Home is where your heart, (and work and school, and shopping and exercise) is – make it work for you.

By Natalie Rabson.

marie kondo living spaceWe are all living in a world redefined, and more so than that, in redefined spaces. This can and has caused anxiety for many people.  Use these tips on how to gain back a feeling of control and in doing so, manage each day with a more sure footing.

First off, we need to define our spaces. We are homebound. Home is no longer just home. It is school, it is a playground, it’s our office and our college campus. In some instances, it is also our shopping centre. And its food central! We need to aid our brains to know what is expected of us in each space! This will aid us to perform the correct activities at the correct times, with better focus.

No matter how big the overall space is where we live, we need to creatively define a space for each activity. If we make food and carry it to a space to eat, make sure the dishes are immediately cleared up, washed, and stored. Don’t allow spaces to be redefined as a kitchen or to be cluttered with coffee mugs. Our minds need clear, clean spaces in which to operate. And our external environment has an effect on our internal one.

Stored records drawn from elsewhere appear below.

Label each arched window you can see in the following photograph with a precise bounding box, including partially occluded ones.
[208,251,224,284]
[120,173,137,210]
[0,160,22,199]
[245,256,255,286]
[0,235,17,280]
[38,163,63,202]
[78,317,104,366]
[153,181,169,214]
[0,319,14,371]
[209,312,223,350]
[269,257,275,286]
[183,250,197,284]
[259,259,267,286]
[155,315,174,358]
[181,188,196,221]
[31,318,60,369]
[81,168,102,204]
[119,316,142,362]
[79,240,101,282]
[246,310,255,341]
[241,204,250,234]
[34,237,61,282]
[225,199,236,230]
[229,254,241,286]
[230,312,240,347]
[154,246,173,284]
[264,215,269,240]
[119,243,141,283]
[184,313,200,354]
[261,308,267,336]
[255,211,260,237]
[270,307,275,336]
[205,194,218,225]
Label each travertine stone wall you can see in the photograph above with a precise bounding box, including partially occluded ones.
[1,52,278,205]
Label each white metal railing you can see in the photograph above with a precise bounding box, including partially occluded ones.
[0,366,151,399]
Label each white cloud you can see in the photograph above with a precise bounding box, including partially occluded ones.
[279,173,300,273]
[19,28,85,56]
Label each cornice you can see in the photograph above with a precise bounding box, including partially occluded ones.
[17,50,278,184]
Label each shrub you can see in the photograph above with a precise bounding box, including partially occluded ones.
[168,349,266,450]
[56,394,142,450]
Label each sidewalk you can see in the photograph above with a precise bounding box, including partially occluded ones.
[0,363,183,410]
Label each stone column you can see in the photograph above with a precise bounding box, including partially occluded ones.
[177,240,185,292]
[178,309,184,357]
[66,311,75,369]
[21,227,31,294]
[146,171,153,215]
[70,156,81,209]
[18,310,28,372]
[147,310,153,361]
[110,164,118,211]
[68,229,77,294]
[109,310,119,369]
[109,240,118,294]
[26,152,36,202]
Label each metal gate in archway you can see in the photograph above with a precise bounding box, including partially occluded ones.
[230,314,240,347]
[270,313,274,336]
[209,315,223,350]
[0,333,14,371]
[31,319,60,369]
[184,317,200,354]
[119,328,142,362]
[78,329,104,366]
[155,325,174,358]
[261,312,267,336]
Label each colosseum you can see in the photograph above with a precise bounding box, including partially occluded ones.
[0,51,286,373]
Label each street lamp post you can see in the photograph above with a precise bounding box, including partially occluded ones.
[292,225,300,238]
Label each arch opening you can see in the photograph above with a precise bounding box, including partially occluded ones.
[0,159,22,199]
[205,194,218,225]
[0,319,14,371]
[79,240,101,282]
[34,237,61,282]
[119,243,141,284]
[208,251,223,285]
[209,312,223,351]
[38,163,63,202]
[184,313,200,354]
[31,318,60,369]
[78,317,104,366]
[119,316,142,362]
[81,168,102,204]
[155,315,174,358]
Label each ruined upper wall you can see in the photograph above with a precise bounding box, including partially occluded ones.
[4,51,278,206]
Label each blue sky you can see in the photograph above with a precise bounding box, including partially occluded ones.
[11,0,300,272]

Get creative! Make each space feel appropriate to the activity. Your work/study space should have easy access to pens, pencils, a ruler, a calculator, textbooks, and a phone charger. Make it neat and pretty. House stationery in repurposed and cleaned glass jars, or cleaned tins with the labels peeled off. If you are working from home, bring your colleagues into your workspace! A screenshot printout of a zoom meeting stuck on the wall reminds you that you are part of a team and that you are all working towards a greater purpose. Are you studying? Pinup your exam timetable, mindmaps from your modules, and the email addresses of your lecturers for when you need assistance.

Create a vision board. Get some images of your goals, photos of friends, a graduation gown, and use words that you find inspiring.

Have we managed to convince you to meditate yet?  A few minutes at the start of every day helps bring mindfulness to your actions. Your meditating space should be clear of clutter, sitting on the floor facing a blank wall works. If you need a visual aid, try to find an image from a magazine – one of the sea or a forest, something that allows you to lose yourself in the image and breathe. Stick that low on the walleye level with where you will sit.

Try and keep work, studies, and socialising (ok – social media) away from your sleeping space. Your mind needs to define this space as a space of rest, free from anxiety. It needs to be uncluttered with textbooks, laptops, or notes. Yes, we know you will be using your phone in bed, so discipline yourself by placing your overnight charger in a different space. Or commit to putting the phone on airplane mode at 10 pm. Train your brain to sleep!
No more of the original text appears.